CARDIAC AND PULMONARY REPLACEMENT |
From the Division of Cardiothoracic Surgery, The University of Pittsburgh Medical Center, Pittsburgh, Pa.
Read at the Twenty-second Annual Meeting of The Western Thoracic Surgical Association, Maui, Hawaii, June 26-29, 1996.
Received for publication March 10, 1997. Revisions requested May 21, 1997; revisions received Dec. 11, 1997. Accepted for publication Dec. 11, 1997. Address for reprints: James S. Gammie, MD, University of Pittsburgh, Division of Cardiothoracic Surgery, C-700 Scaife, 200 Lothrop St., Pittsburgh, PA 15213.
Abstract
Objectives: To assess the effect of cardiopulmonary bypass on allograft function and recipient survival in double-lung transplantation.
Methods: Retrospective review of 94 double-lung transplantations.
Results: Cardiopulmonary bypass was used in 37 patients (CPB); 57 transplantations were accomplished without bypass (no-CPB). Bypass was routinely used for patients with pulmonary hypertension (n = 27) and for two recipients undergoing en bloc transplantation. Cardiopulmonary bypass was required in eight (12.3%) of the remaining 65 patients. Mean ischemic time was longer in the CPB group (346 vs 315 minutes, p = 0.04).
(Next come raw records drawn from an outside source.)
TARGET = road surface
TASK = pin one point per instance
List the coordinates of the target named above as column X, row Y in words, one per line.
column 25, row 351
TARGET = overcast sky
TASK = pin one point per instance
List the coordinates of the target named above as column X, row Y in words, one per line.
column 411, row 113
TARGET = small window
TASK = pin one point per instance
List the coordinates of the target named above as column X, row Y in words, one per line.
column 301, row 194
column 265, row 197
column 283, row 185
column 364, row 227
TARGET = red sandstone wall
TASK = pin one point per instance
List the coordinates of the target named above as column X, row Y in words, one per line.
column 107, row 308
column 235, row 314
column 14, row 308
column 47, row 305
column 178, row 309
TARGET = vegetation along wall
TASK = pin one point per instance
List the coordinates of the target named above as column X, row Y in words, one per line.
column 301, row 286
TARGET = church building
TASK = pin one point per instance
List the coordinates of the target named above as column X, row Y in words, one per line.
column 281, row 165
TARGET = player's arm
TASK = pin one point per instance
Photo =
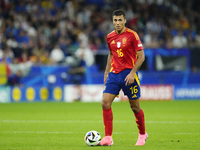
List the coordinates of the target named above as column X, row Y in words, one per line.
column 108, row 66
column 140, row 59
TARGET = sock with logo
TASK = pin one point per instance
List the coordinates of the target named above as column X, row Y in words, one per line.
column 108, row 121
column 139, row 119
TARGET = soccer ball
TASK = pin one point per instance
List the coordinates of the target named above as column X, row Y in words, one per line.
column 92, row 138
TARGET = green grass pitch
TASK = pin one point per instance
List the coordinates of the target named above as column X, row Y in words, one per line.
column 171, row 125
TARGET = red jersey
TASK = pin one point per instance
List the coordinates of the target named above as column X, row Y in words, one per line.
column 123, row 47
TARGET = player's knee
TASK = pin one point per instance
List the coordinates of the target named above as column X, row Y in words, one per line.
column 105, row 104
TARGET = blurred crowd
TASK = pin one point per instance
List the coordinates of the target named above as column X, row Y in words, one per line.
column 43, row 32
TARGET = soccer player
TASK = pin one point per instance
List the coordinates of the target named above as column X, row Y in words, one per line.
column 125, row 57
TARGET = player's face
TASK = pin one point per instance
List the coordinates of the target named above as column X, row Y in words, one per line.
column 119, row 23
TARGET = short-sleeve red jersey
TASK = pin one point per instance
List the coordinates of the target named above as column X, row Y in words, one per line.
column 123, row 47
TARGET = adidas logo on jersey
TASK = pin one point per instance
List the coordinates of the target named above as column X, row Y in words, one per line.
column 134, row 96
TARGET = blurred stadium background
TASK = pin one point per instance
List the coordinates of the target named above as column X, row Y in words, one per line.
column 41, row 40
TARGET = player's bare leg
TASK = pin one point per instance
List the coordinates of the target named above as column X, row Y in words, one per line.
column 107, row 118
column 139, row 118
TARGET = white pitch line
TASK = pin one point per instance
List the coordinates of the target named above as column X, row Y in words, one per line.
column 98, row 121
column 43, row 132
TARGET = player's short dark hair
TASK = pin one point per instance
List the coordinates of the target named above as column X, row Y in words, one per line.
column 119, row 12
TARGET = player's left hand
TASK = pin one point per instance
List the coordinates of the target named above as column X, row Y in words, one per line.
column 129, row 79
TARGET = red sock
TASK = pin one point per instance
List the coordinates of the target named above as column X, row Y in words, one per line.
column 139, row 119
column 108, row 121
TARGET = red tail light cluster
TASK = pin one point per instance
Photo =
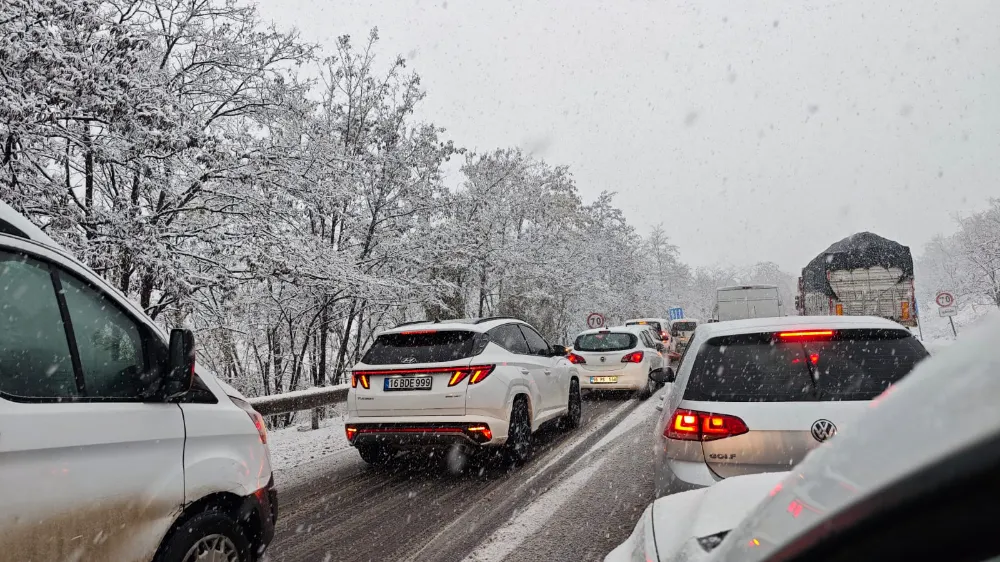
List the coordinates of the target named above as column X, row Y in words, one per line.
column 475, row 374
column 634, row 357
column 255, row 417
column 691, row 425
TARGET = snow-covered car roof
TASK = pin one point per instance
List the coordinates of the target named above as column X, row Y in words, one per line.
column 23, row 228
column 946, row 406
column 636, row 329
column 463, row 324
column 755, row 325
column 739, row 287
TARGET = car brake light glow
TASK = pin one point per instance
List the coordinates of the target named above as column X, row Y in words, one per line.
column 255, row 417
column 483, row 430
column 361, row 377
column 691, row 425
column 634, row 357
column 808, row 334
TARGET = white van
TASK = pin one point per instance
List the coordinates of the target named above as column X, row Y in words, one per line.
column 747, row 301
column 113, row 445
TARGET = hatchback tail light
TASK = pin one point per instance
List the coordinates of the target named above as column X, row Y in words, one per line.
column 691, row 425
column 255, row 417
column 634, row 357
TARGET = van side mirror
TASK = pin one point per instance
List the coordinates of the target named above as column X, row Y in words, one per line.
column 661, row 375
column 180, row 371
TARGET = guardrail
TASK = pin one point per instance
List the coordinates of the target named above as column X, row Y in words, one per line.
column 300, row 399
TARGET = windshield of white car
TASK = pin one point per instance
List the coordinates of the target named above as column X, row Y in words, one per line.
column 420, row 346
column 850, row 365
column 605, row 341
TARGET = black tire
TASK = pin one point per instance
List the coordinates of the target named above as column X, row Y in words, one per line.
column 517, row 449
column 575, row 411
column 374, row 453
column 203, row 530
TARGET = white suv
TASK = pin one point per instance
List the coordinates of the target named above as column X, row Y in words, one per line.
column 113, row 446
column 485, row 383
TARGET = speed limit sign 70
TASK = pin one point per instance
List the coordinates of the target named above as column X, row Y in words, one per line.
column 944, row 299
column 595, row 320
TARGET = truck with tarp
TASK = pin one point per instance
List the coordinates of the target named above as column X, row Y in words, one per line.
column 861, row 275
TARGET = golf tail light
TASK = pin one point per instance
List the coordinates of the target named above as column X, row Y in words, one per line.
column 806, row 335
column 483, row 430
column 691, row 425
column 634, row 357
column 358, row 377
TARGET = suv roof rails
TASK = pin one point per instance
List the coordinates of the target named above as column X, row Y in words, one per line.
column 491, row 318
column 412, row 322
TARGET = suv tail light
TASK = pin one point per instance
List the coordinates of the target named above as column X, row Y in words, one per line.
column 476, row 373
column 255, row 417
column 691, row 425
column 634, row 357
column 357, row 376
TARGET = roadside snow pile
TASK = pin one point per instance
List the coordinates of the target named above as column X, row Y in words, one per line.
column 293, row 446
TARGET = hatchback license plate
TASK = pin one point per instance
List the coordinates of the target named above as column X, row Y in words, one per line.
column 408, row 383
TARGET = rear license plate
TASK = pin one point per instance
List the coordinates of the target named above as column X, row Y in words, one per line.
column 408, row 383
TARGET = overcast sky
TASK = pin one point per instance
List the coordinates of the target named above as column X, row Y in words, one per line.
column 754, row 131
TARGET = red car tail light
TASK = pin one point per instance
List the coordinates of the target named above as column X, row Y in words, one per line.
column 358, row 376
column 691, row 425
column 255, row 417
column 634, row 357
column 806, row 335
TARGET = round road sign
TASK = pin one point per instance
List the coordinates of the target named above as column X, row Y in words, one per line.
column 944, row 299
column 595, row 320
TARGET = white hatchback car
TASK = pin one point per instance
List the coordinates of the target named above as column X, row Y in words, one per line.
column 914, row 478
column 620, row 358
column 757, row 395
column 475, row 384
column 113, row 444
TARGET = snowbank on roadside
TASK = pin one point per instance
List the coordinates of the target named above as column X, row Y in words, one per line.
column 293, row 446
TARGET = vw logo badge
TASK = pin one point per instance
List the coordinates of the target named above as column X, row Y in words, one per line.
column 823, row 430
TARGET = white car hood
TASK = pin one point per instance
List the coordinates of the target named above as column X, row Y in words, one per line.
column 679, row 520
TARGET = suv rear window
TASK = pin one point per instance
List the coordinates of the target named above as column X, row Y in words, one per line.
column 852, row 365
column 420, row 347
column 605, row 341
column 677, row 327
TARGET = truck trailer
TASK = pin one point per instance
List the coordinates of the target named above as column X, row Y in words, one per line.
column 861, row 275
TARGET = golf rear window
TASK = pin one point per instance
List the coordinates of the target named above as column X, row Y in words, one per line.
column 605, row 341
column 849, row 365
column 420, row 347
column 654, row 325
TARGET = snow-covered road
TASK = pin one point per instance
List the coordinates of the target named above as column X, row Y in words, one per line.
column 581, row 493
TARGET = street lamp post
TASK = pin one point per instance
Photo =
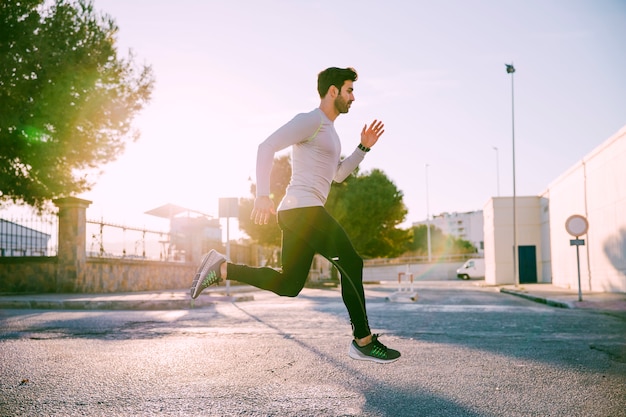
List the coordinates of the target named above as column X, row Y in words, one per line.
column 428, row 218
column 495, row 148
column 510, row 69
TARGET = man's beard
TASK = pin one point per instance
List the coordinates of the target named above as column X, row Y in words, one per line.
column 342, row 105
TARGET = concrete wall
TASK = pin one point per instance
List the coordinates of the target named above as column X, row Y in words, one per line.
column 28, row 274
column 101, row 275
column 499, row 242
column 595, row 188
column 437, row 271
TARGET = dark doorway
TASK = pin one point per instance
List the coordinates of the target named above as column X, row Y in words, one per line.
column 527, row 264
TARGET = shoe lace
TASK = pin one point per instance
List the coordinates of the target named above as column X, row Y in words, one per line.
column 378, row 349
column 210, row 279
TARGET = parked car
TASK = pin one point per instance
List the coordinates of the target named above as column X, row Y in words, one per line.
column 473, row 268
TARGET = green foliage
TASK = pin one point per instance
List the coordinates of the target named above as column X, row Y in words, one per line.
column 369, row 207
column 440, row 243
column 269, row 234
column 67, row 98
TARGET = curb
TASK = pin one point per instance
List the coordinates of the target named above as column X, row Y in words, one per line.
column 121, row 304
column 537, row 299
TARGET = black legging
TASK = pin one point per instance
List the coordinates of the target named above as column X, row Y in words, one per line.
column 307, row 231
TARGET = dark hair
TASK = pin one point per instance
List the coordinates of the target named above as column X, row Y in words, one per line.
column 334, row 76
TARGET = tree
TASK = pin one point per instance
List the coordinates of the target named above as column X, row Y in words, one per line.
column 440, row 243
column 369, row 207
column 269, row 234
column 67, row 98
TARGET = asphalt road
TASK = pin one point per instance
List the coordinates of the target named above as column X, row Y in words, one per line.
column 466, row 351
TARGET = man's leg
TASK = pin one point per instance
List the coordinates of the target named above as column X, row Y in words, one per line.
column 322, row 233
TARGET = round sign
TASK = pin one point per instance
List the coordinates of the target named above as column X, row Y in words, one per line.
column 576, row 225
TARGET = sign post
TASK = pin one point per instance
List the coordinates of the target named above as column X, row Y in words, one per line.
column 577, row 225
column 228, row 207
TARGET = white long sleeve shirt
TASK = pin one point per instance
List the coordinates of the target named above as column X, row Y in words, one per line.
column 316, row 160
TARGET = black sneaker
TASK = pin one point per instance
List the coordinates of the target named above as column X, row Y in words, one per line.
column 208, row 273
column 375, row 352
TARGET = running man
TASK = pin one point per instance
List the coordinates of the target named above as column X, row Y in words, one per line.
column 307, row 228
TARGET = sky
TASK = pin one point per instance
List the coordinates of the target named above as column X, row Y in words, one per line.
column 229, row 73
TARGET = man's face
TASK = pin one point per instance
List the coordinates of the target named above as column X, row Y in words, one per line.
column 344, row 99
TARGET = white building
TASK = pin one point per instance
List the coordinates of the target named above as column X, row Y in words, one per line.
column 595, row 188
column 467, row 226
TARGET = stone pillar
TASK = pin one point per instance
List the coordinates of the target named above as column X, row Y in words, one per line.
column 72, row 243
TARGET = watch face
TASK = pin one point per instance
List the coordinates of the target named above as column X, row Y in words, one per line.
column 576, row 225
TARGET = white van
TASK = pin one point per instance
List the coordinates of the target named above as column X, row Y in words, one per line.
column 473, row 268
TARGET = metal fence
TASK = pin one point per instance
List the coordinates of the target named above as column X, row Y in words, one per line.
column 27, row 233
column 109, row 240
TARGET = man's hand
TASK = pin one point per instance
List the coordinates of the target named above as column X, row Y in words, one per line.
column 370, row 135
column 263, row 208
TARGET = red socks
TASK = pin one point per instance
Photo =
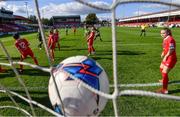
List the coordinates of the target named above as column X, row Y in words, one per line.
column 165, row 80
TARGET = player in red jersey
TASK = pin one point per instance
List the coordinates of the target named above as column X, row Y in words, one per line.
column 51, row 44
column 74, row 29
column 23, row 46
column 2, row 70
column 56, row 37
column 168, row 56
column 90, row 41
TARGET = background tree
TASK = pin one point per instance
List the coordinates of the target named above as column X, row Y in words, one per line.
column 91, row 19
column 33, row 19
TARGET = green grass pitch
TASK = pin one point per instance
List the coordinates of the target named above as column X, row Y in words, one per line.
column 138, row 62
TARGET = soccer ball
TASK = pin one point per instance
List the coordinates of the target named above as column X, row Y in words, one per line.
column 78, row 100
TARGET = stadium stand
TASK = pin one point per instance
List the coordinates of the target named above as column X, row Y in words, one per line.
column 166, row 18
column 64, row 21
column 10, row 23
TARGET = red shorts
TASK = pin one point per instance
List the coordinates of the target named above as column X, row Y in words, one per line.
column 170, row 63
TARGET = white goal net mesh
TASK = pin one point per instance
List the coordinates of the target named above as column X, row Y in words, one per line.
column 13, row 95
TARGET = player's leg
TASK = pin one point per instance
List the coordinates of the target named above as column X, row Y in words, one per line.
column 141, row 33
column 144, row 32
column 22, row 57
column 2, row 70
column 161, row 69
column 93, row 50
column 58, row 45
column 167, row 66
column 100, row 37
column 33, row 57
column 52, row 54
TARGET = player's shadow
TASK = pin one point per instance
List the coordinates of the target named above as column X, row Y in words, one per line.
column 79, row 49
column 64, row 46
column 7, row 73
column 103, row 52
column 13, row 58
column 42, row 100
column 99, row 58
column 111, row 40
column 176, row 90
column 34, row 72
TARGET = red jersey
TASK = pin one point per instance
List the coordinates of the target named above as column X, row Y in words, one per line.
column 169, row 43
column 51, row 41
column 23, row 47
column 91, row 37
column 56, row 36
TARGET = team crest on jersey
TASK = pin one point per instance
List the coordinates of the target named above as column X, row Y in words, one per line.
column 87, row 71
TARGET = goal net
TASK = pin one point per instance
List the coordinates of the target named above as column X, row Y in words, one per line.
column 30, row 98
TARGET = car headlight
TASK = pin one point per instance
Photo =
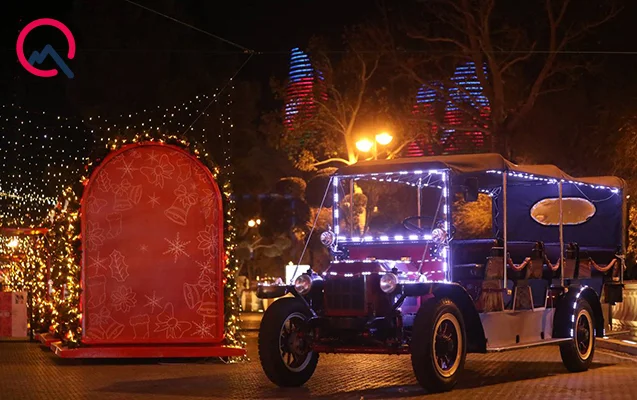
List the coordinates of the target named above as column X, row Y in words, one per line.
column 438, row 235
column 388, row 283
column 328, row 238
column 303, row 284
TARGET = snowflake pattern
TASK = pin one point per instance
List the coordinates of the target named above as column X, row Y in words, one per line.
column 176, row 247
column 203, row 330
column 206, row 268
column 127, row 168
column 158, row 174
column 153, row 302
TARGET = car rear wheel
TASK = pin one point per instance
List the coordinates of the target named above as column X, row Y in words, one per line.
column 577, row 354
column 284, row 345
column 438, row 345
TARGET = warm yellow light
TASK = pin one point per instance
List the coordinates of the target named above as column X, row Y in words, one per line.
column 384, row 138
column 364, row 145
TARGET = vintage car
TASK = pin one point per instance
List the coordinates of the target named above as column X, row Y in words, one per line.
column 439, row 256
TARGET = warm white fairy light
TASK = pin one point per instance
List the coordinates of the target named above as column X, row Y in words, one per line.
column 43, row 153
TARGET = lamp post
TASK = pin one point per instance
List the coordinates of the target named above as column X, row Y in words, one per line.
column 365, row 145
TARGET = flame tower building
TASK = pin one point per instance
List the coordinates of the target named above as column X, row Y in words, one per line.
column 454, row 119
column 305, row 86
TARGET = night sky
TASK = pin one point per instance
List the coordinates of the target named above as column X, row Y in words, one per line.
column 132, row 51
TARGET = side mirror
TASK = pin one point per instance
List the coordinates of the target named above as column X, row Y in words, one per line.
column 471, row 189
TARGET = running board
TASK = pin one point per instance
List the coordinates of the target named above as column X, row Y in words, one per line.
column 527, row 345
column 616, row 333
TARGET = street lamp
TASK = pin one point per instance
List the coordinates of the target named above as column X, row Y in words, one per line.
column 384, row 138
column 365, row 145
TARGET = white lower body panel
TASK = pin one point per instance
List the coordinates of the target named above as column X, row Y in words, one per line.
column 514, row 329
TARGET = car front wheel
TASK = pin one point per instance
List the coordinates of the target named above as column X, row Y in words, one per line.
column 284, row 343
column 438, row 345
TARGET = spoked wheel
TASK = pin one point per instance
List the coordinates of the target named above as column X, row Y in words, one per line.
column 577, row 354
column 284, row 344
column 438, row 348
column 293, row 342
column 447, row 345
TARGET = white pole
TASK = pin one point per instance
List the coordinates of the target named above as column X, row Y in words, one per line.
column 504, row 223
column 561, row 238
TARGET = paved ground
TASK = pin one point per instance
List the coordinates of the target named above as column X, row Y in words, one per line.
column 29, row 371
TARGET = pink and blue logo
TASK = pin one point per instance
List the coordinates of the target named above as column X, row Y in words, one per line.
column 38, row 57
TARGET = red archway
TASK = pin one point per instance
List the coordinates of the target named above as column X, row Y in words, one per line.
column 153, row 256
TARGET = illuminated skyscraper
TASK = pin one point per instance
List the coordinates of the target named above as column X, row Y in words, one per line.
column 305, row 87
column 466, row 116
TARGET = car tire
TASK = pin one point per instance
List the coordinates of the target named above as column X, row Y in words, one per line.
column 438, row 345
column 284, row 351
column 577, row 354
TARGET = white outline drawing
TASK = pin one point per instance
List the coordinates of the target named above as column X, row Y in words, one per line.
column 103, row 318
column 152, row 157
column 95, row 205
column 141, row 326
column 159, row 172
column 104, row 181
column 153, row 302
column 176, row 247
column 207, row 309
column 95, row 235
column 118, row 267
column 127, row 168
column 203, row 330
column 206, row 268
column 166, row 322
column 126, row 195
column 178, row 212
column 208, row 203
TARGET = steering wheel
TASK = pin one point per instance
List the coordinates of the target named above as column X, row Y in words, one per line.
column 411, row 223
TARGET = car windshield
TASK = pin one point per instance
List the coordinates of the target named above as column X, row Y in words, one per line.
column 388, row 206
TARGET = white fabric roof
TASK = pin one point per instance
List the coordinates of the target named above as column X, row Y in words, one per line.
column 471, row 164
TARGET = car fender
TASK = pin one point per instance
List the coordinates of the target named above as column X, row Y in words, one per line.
column 565, row 309
column 476, row 340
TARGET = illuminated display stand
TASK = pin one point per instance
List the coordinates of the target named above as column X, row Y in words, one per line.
column 153, row 258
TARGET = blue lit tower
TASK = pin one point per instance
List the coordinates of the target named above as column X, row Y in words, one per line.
column 462, row 97
column 465, row 95
column 305, row 87
column 428, row 109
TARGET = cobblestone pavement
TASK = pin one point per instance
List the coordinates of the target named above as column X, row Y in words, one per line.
column 29, row 371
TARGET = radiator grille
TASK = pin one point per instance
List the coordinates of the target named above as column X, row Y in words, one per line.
column 345, row 294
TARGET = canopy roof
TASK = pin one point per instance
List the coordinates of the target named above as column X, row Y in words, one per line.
column 473, row 164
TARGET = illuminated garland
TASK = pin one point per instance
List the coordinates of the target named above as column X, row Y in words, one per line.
column 67, row 250
column 24, row 262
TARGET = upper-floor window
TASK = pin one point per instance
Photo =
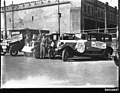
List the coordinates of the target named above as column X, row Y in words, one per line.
column 32, row 18
column 85, row 8
column 92, row 10
column 88, row 9
column 9, row 20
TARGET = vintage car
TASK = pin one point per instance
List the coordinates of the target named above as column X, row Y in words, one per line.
column 15, row 42
column 93, row 44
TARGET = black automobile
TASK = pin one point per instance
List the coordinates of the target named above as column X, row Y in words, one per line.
column 16, row 42
column 94, row 44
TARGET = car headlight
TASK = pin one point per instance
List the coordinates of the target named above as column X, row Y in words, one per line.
column 59, row 44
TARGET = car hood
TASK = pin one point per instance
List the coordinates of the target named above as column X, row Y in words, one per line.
column 73, row 41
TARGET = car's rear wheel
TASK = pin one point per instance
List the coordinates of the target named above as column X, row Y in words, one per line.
column 13, row 50
column 107, row 54
column 65, row 55
column 51, row 54
column 3, row 53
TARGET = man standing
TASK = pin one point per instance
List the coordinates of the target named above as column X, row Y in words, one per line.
column 42, row 47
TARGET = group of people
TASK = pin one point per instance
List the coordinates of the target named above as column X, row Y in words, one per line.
column 43, row 43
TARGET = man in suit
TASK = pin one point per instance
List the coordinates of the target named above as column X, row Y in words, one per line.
column 43, row 47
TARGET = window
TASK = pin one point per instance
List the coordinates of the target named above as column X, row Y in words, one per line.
column 9, row 20
column 85, row 8
column 98, row 13
column 92, row 10
column 102, row 15
column 88, row 9
column 32, row 18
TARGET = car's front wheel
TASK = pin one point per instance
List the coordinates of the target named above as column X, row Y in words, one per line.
column 13, row 50
column 3, row 53
column 107, row 53
column 65, row 55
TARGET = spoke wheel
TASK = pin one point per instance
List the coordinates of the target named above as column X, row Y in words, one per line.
column 65, row 55
column 13, row 51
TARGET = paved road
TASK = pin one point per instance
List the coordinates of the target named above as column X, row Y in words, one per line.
column 28, row 72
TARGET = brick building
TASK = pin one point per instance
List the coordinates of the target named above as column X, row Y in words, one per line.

The CPB group required more perioperative blood (11.4 vs 6.0 units, p = 0.01). Allograft function, assessed by the arterial/alveolar oxygen tension ratio, was better in the no-CPB group at 12 and 24 hours after operation (0.54 vs 0.39 at 12 hours, p = 0.002; and 0.63 vs 0.38 at 24 hours, p = 0.001). The CPB group had more severe pulmonary infiltrates at both 1 and 24 hours (p = 0.005). Diffuse alveolar damage was more common in the CPB group (69% vs 35%, p = 0.002). Median duration of intubation was longer in the CPB group (10 days) than in the no-CPB group (2 days, p = 0.002). The 30-day mortality rate (13.5% vs 7.0% in the CPB and no-CPB groups) and 1-year survival (65% vs 67%, CPB and no-CPB) were not significantly different.
Conclusions: In the absence of pulmonary hypertension, cardiopulmonary bypass is only occasionally necessary in double-lung transplantation. Bypass is associated with substantial early allograft dysfunction after transplantation.